Another '90s Legend Needs Reviving
Is a Rival for the Toyota Supra on Its Way?
Mazda hasn’t been shy about tinkering on a new rotary engine — it’s just a matter of nailing down where they’ll put it to work. The idea of a rotary engine as a range-extender has been surfaced before, but Ichiro Hirose, the managing executive officer of Mazda’s powertrain developments, sat down with Drive and revealed that the new Wankel engine would probably land in a hybrid (though he left the possibilities open-ended).

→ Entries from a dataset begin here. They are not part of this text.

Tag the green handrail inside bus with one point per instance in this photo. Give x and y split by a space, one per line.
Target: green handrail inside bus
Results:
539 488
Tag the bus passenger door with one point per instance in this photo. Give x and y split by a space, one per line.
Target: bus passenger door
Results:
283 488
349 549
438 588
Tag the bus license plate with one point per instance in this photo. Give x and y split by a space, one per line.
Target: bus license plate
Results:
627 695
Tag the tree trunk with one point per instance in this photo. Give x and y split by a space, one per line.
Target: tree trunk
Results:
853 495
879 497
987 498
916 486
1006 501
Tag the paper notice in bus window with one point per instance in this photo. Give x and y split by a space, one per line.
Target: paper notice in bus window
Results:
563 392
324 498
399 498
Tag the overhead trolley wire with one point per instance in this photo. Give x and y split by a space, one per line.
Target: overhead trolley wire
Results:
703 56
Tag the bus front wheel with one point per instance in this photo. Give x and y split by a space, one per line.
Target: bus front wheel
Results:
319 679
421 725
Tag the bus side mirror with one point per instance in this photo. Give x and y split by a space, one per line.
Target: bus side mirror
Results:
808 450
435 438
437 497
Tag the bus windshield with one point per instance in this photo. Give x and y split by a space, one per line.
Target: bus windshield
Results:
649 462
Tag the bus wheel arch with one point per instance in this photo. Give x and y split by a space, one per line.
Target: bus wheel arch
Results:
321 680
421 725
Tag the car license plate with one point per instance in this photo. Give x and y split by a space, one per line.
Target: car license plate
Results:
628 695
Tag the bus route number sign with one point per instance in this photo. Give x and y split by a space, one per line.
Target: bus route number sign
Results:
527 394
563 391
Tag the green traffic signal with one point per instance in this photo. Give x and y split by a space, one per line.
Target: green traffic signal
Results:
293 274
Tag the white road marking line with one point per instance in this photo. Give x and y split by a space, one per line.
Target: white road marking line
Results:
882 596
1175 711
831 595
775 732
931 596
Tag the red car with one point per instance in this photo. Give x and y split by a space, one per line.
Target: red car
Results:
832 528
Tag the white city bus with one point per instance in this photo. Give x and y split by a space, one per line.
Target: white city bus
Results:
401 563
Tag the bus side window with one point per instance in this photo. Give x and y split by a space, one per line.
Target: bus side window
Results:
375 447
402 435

“With this combination you can vary the amount of battery and also the amount of fuel tank supply. What that allows us to do is, depending on the ratio between the two, is that we can have a derivative that can work more like a plugin hybrid.” Hirose goes on to say, “So, we are looking at a wider coverage and scope. Based on this architecture, it allows us to do that, to explore the huge range of applications we can have with the rotary.” While a hybrid makes the most sense, other Asian manufacturers are pushing to add more excitement to their lineups, and with its reputation as an everyman’s performance brand, it’s difficult to picture Mazda not joining the fray.
The MX-5 is an undeniable icon, but it won’t win the fight to stay out of the Toyota Supra’s shadow. For a company like Mazda, however, it’ll take some justification to build a more expensive (and, let’s face it, a more impractical) sports car, so any architecture or engineering needs to be multi-purpose. Hirose continued, “If we were to introduce it in the US we would be able to comply with the strictest of regulations,” which hints that the engine is closer to reality than Mazda is letting on. The logical endgame for the engine is a hybrid, without a doubt, but if Mazda doesn’t seize this as an opportunity to revive the RX-7 or bring the RX Vision (pictured above) to life, they’re already admitting defeat.